Advertising is intrusive. I subject myself to as little as possible. I use ad blockers in my web browsers, and I get most of my video from ad-free subscription services. (For music, I'm a throwback and listen to terrestrial FM radio (!), but this is generally in the car, and when an ad comes on, I switch to a different station or hit the mute button.) The relatively few ads that get to me are the ones I can't find a way to quash. Why shouldn't I want to maximize the chances that I'm interested in what they have to say? To this end, I've actually enabled Google's "Personalized ads" toggle. Google's going to collect as much data about me as it can, no matter what I do. For the ads that get past my defenses, it might as well put in the extra effort to increase the likelihood I'll find some merit in them.
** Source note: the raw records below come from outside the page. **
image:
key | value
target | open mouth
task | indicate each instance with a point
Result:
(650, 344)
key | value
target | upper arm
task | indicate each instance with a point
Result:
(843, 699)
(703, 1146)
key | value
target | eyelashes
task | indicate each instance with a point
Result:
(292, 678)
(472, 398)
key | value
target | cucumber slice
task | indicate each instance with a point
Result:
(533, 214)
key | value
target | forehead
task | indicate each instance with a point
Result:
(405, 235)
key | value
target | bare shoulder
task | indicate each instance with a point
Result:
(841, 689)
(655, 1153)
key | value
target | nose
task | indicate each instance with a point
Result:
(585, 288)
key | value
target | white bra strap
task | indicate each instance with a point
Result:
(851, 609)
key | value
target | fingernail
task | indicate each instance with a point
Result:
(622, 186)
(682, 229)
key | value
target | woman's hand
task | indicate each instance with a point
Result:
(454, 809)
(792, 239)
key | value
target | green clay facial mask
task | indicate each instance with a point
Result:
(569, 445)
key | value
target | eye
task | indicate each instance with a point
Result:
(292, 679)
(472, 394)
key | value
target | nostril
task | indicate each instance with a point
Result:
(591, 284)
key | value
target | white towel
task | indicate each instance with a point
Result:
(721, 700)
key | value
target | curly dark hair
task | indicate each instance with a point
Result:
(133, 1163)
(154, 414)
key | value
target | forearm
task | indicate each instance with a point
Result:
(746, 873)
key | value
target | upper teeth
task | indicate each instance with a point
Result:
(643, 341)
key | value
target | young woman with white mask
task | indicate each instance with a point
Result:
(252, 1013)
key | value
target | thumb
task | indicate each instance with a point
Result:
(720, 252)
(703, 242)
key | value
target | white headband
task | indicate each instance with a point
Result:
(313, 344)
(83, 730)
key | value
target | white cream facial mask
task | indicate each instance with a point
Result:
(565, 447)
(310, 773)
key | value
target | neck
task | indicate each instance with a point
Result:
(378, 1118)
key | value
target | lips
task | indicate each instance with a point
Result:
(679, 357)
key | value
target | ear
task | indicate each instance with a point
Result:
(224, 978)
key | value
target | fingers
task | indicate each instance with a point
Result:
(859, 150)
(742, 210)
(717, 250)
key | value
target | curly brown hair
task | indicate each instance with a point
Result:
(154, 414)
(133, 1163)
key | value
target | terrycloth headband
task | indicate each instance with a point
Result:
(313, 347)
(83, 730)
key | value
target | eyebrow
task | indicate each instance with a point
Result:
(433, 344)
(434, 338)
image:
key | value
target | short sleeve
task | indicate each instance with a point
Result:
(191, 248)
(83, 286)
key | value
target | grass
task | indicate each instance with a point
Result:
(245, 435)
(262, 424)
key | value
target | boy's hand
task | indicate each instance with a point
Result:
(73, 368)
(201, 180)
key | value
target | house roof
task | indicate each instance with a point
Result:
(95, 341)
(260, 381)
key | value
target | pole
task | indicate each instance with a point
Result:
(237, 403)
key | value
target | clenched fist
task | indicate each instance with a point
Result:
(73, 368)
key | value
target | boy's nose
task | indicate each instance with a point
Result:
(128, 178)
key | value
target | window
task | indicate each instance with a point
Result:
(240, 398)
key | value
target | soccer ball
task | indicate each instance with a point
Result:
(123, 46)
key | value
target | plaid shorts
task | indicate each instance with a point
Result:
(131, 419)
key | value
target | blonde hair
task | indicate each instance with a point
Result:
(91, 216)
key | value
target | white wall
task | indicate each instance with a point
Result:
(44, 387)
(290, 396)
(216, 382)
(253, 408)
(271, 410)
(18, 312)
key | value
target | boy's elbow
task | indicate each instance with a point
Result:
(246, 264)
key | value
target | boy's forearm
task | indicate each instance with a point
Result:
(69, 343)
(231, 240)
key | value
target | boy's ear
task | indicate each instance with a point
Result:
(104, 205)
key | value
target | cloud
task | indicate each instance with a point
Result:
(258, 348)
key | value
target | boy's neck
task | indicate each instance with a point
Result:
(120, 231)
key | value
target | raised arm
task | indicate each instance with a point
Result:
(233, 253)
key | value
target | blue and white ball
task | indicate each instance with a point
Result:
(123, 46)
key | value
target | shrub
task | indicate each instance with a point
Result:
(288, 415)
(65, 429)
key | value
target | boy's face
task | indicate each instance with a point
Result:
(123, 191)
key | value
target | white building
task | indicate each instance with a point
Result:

In sum, (1) no matter what I do, advertisers will have access to detailed profiles of me, and (2) custom-tailored ads are preferable to generic ones. From my perspective, the price of free--my incremental cost for free speech recognition, free worldwide navigation, free comprehensive internet search, free personalized image search, free language translation, and free lots-of-other-stuff--is nothing. All that free stuff really is free, at least to me, because advertisers harvest my data either way.

I'm uneasy about two things. First, the most commonly mentioned downside to extensive personal tracking is targeted advertising, but that's not the only risk. Profiles of what I do and where I go could be used for stalking, blackmail, extortion, digital impersonation, and governmental abuse. Personalized ads are the smile of the beast. It also has teeth.

Second, while I'm comfortable with my ability to resist personalized ads for products and services, I'm less sanguine about my ability to recognize and disregard political ads designed to influence me. If you engage an army of psychologists to train AI to read personal profiles and identify hot buttons, I've no doubt it'd find mine. I believe my lack of engagement with social media largely shields me from such attacks, but I recognize that this may simply be hubris on my part. 

It's possible to imagine worlds where personal data isn't automatically collected, packaged, sold, and exploited. Things don't have to be the way they are. There are people working to bring such worlds into existence. I'm not optimistic about their success, however, and at any rate, the world I live in is the one we have now. As long as that's the case, I'll happily take advantage of the free things my data is paying for.

4 comments:

Marco said...

Another risk of personalized ads is about "feeding confirmation bias".
For example, you open YouTube and search "the Earth is flat". You watch a video and probably burst into laughter. Then you start getting more and more suggested videos about flat Earth. Is the Earth really flat? God, no! So why is YouTube constantly prompting that it is?!
And when kids are on the other side of the screen this might be unpleasant.

Sometimes you are your worst enemy and "personalized ads" rub salt in the wound!

Scott Meyers said...

I think of personalized ads as being different from personalized recommendations for articles, videos, songs, etc., but there is probably more overlap there than I'd like to admit. Either way, confirmation bias is a definite risk.

Jose Benavides said...

Creo que la vida es muy corta , para preocuparse como dice Scott, aunque ya tenemos gente trabajando en prolongarla más años, como Elon, y aún así aunque la doblarán a 200 años , sería corta, para poder aprender tantas cosas que existen, y que seguirán descubriendo , mi día de va trabajando y el resto aprendiendo , pero debo dormir, y me falta dia. Lo único que me preocupa de los anuncios y publicidad dirigida es el tiempo que pierdo en dar click u emitir otro evento, para cerrarla y eso suma, suma y suma.

Anonymous said...

Still I'd be worried about all the microphones we have on us, and tracking our precise location in real time. That's something that we can and should more or less block.